With regard to that stuff I learned about my childhood from Ms. Lawlor’s elegant presentation of her own, very little more need be said. She rebelled against the lock-step demanded by her Cold Warrior and Catholic parents because they presented a united if artificial front when enforcing the patterns of their lifestyle, something that is surely true even though one often gets the feeling that Frannie sometimes found the life as constricting as her daughters did. As I read this frequently painful story, I came to realize that I did not rebel against the life my father seemed bent on demanding of me because he did not have the same support from his wife as Jack did. My mother, though uneducated like my dad and the product of the same immigrant experience, thought that everything I did was “marvelous,” as Frannie might have, but she acted upon it, and this approval allowed me to begin building an alternative life much before a final clash came with my father. In fact, so free was my nearly subversive childhood, so lacking was it in any but self-imposed discipline that when I went to graduate school, I fell in love—at least momentarily—with what later seemed the lunatic discipline of my chosen scholarly pursuits, a revelation that came with no little embarrassment. After closing Ms. Lawlor’s book, I felt good that I’d escaped the life envisioned for me by my old man but chagrined as well that I’d grown pre-maturely middle aged in grad school and never would have answered the call to the barricades in Paris. Thanks for that, Mary.” (James Nechas)
Reviews on Goodreads
“This book is a terrific read. Mary Lawlor’s experiences of the 60’s were so different from mine, but ring so true. I was transported back to that time and the difficulty and joy of growing up in the 60’s. Her experiences are illuminated by elegant research of the times that brings the adventures of her family into high relief. Her parents– distant, self-absorbed, and demanding– come alive as beautiful but flawed people doing their best. I became one of the family as I read this book, and I didn’t want it to end. This is a great book about an American family!”

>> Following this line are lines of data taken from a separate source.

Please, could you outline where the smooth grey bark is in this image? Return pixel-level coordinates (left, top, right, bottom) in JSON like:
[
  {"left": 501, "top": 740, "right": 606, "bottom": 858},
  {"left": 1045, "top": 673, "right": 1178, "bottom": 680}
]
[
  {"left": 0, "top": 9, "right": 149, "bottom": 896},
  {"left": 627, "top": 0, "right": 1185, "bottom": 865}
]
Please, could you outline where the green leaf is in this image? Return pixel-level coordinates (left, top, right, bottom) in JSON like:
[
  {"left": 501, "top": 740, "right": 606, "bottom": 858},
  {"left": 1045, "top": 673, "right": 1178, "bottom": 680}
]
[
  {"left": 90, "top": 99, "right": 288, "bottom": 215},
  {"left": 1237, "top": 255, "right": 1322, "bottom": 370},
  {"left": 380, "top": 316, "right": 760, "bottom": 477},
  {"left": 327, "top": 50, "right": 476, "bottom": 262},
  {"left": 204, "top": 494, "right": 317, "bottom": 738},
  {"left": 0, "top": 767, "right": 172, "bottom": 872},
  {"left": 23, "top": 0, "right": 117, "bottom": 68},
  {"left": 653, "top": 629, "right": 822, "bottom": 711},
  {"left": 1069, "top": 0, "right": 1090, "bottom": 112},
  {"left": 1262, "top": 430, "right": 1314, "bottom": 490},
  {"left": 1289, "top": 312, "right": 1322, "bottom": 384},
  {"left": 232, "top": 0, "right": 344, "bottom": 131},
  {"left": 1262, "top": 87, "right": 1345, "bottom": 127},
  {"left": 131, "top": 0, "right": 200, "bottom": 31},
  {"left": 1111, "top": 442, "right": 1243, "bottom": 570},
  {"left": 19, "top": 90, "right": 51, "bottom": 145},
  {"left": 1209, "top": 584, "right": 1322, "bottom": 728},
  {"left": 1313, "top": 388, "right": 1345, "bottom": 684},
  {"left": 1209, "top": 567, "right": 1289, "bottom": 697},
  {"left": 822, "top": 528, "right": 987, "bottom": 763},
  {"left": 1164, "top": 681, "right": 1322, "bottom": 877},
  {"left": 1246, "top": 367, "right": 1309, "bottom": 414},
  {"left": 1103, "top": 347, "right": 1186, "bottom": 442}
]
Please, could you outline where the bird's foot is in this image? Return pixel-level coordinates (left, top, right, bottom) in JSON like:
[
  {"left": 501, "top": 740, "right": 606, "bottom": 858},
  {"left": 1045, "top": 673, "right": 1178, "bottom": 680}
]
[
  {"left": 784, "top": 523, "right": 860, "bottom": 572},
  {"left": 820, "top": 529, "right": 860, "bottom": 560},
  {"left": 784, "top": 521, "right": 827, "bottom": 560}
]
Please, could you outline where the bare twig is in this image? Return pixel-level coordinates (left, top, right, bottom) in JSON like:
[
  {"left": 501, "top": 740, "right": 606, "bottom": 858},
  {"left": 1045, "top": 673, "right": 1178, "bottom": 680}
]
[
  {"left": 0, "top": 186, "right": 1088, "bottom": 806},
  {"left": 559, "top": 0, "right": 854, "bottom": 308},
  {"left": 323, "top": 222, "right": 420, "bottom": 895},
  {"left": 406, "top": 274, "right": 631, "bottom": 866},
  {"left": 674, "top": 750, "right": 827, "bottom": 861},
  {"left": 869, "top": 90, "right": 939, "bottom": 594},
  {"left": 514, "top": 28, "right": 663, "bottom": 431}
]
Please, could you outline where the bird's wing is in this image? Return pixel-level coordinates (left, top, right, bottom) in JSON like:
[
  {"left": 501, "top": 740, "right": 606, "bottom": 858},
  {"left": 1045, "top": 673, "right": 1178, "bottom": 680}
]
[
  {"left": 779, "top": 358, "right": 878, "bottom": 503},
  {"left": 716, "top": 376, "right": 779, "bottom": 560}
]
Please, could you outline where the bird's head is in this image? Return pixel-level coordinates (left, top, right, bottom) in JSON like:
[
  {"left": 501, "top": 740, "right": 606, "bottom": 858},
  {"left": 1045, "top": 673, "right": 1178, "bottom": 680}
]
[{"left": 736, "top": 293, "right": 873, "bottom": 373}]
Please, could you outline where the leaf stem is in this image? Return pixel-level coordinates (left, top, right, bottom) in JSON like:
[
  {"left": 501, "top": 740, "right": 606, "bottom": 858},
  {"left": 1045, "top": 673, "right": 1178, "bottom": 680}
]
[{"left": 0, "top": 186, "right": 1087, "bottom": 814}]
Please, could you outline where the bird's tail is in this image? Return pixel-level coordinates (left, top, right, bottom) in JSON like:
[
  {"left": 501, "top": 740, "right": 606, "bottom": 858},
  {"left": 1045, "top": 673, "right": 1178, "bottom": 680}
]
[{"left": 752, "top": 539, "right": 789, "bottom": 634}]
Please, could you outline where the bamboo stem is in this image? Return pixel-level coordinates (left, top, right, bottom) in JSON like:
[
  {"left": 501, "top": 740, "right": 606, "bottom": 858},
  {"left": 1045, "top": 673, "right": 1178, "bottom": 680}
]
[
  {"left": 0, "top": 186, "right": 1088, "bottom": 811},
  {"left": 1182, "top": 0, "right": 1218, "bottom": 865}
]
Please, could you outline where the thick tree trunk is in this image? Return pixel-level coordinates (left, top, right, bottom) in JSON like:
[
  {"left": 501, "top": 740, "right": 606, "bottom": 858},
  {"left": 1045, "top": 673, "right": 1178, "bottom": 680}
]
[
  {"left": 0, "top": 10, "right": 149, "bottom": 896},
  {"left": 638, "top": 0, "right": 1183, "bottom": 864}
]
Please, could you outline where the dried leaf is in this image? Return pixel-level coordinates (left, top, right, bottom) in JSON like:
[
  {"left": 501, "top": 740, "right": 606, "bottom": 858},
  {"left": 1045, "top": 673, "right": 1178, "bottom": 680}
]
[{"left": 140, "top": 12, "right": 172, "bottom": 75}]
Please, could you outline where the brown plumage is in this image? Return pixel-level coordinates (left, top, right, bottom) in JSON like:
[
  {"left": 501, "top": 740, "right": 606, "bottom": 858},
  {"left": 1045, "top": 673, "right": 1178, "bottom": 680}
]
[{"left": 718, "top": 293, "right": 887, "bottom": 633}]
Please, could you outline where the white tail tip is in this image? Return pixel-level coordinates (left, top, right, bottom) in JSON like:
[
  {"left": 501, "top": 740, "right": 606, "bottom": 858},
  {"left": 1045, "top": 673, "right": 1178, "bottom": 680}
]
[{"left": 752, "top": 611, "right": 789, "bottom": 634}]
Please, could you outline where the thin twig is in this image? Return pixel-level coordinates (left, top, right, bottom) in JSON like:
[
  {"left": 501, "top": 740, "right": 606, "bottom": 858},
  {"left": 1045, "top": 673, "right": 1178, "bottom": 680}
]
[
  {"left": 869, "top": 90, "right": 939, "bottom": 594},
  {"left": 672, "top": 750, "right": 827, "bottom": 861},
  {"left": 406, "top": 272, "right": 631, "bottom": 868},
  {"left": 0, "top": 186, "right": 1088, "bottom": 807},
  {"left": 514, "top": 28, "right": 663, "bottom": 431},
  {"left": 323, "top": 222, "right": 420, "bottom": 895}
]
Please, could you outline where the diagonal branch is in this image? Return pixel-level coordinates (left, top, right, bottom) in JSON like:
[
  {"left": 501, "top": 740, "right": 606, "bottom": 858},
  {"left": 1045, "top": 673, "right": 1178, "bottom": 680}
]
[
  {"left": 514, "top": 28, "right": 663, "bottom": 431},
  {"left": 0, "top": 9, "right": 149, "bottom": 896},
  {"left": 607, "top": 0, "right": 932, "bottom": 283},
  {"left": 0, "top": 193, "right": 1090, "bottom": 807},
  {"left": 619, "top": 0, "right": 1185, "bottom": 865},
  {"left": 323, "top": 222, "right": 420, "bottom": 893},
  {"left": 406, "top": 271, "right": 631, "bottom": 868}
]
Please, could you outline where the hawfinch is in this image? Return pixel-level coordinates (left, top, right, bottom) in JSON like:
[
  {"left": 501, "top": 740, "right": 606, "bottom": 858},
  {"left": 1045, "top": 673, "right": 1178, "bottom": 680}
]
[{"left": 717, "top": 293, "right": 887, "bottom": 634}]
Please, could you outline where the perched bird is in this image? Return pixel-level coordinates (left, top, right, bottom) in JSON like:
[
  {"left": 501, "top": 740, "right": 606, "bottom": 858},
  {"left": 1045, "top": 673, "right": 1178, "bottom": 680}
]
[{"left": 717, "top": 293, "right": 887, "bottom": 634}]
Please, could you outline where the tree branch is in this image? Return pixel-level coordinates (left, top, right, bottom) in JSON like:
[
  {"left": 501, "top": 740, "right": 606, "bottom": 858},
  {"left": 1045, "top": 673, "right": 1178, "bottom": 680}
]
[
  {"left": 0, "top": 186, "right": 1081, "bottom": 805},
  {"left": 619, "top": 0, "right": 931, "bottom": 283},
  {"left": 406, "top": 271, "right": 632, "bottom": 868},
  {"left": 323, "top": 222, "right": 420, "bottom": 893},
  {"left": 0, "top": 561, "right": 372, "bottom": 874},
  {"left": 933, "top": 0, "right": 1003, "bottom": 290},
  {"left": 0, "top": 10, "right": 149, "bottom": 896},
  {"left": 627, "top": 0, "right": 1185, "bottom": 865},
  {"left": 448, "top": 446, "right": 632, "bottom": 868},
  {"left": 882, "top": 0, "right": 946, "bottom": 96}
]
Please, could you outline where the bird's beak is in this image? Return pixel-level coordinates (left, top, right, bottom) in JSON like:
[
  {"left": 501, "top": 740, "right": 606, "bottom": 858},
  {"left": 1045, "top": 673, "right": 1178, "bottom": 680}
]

“Lawlor tells her story of growing up in a military home during the cold war, individuation during the 60s, and personal wrestling with issues of family, faith, politics, and ideals. This is an important book because it gives a poignant perspective of the generation gap between the WWII generation and the baby-boomers. Well-written, I especially enjoyed the photographs, the descriptions of the 60s, and the powerful story of struggle and tension between family allegiances and personal ideals and values.”
“This book really tells what it was like to be a child of the cold war. Lawlor captures the essence of the confusion of young adulthood–being buffeted about by circumstances and personal conflicts (with her father) echoed in conflicts that were happening in the larger world. Very well written and realized. I highly recommend reading it.”